Postdoctoral Appointee
Argonne National Laboratory

"Deep Learning-Aided Feature Selection for Cognitive Reserve with Highly Correlated Diffusion-MRI Tractography Data"


Evidence from studies of dementia shows that some older adults continue to maintain their cognitive abilities despite signs of ongoing neuropathological diseases. Commonly referred to as cognitive reserve, this phenomenon has unclear neurobiological substrates and a current understanding of corresponding markers is lacking. This study aims at investigating the immense system of structural connections between brain regions constituting subcortical white matter (WM) as potential markers of cognitive reserve. Diffusion MRI tractography is an established computational neuroimaging method to model WM fiber organization throughout the brain. Standard statistical analyses capable of leveraging the high dimensionality of tractography data face additional methodological complications beyond those encountered in typical feature selection problems. We propose a flexible feature selection algorithm in the context of highly correlated high-dimensional predictors, a well-known challenge for traditional variable selection algorithms. Specifically, we adopt a screening and cleaning strategy that relies on deep learning for cluster-level discovery with a controlled error rate. Extensive simulation studies demonstrate a substantial gain in power with minimal false discoveries, compared with state-of-the-art methods for feature selection. Our application to predicting cognitive reserve in a clinical aging neuroimaging tractography dataset produces anatomically meaningful discoveries in brain regions associated with risk and resilience to neurodegeneration.


THURSDAY, OCTOBER 26 2023 | 3:30 p.m C102 Patenge, Zoom

Richard Reynolds, PhD

Assistant Professor of Medicine in the Division of Clinical Immunology and Rheumatology
The University of Alabama at Birmingham

"Candidate genes for gout and serum urate: diving deeper"

Recent GWAS for gout and serum urate have identified hundreds of candidate genes. Some top candidates will be described in detail. Current methods and results from our lab for exploring candidate gene expression and its regulation in immune cells will be presented. The research is producing many new questions and creating avenues for identification of targets for therapy.

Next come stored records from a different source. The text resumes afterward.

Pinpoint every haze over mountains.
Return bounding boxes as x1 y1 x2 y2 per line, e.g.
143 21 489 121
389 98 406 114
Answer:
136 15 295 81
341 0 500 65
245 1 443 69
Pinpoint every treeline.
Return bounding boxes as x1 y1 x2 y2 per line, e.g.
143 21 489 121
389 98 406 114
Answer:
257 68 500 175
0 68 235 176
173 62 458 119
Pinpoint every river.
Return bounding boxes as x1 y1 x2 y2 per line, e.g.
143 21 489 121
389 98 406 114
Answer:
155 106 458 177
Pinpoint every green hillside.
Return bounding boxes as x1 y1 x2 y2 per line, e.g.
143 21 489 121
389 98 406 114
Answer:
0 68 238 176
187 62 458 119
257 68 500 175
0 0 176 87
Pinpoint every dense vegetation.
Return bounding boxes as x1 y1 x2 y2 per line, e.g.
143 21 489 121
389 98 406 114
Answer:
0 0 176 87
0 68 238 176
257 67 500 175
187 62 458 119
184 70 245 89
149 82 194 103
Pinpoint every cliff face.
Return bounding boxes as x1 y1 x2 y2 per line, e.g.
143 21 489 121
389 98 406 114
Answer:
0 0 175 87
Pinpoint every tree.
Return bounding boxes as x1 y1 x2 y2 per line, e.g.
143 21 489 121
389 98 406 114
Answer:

THURSDAY, NOVEMBER 9 2023 | 3:30 p.m E4 Fee Hall
In-person only. No Zoom or recording

Ana Vazquez, PhD

Associate Professor of Epidemiology and Biostatistics
Department of Epidemiology and Biostatistics
Michigan State University

"The genetics of the response to an aerobic exercise intervention"

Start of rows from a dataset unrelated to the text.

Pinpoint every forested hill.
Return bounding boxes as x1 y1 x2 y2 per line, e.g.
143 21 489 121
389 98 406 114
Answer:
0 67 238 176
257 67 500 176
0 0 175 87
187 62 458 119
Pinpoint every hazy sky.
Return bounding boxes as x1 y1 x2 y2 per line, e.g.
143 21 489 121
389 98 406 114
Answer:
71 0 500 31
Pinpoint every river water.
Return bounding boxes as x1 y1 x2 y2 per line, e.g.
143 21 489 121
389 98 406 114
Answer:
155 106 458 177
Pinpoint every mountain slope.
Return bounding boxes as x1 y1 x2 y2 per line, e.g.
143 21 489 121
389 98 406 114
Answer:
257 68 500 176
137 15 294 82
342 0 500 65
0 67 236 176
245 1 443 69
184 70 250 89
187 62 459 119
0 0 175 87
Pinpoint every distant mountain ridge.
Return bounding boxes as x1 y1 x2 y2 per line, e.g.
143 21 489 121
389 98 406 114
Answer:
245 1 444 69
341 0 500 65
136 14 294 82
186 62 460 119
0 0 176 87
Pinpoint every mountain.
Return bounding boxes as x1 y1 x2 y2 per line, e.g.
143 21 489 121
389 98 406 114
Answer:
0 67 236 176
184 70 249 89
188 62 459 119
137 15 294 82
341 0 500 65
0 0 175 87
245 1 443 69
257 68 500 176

Prolonged positive energy balance results in excess bodyweight. The main causes of a positive energy balance depend on life style, including excessive caloric intake and low physical activity. In this project we use The Training Interventions and Genetics of Exercise Response (TIGER) study (N=3,586 participants). The TIGER study is an intense aerobic exercise intervention in young adults. We will explore results of this exercise intervention in terms of exercise training, dietary choices, body composition, and the role of genomics and metabolomics.

THURSDAY, DECEMBER 7 2023 | 1:30 p.m Patenge, Zoom

Terry Hartig, PhD

Professor at Department of Psychology, Clinical Psychology
Uppsala University, Sweden

This seminar will be on green space and health, jointly hosted with MSU Dept of Public Health

“What nature? Whose nature? Our nature?”


“Nature” has diverse meanings, each with its referents. Those working in environmental psychology and allied fields favor some of those meanings, using them and attending to their referents in particular ways. Other meanings have less favor, despite their relevance, and their referents receive relatively little attention. I will consider some meanings of “nature” and some problems that their use or neglect has had for environment-behavior-design research. Those problems involve forms of insensitivity or blindness – to some ubiquitous and behaviorally influential natural phenomena, to historical and cultural contingencies of restorative benefits of nature experience, and to limitations of the evolutionary assumptions commonly invoked in discussions of such benefits. Awareness of these problems will support further development in theory and methods used in the psychological study of human-nature relations.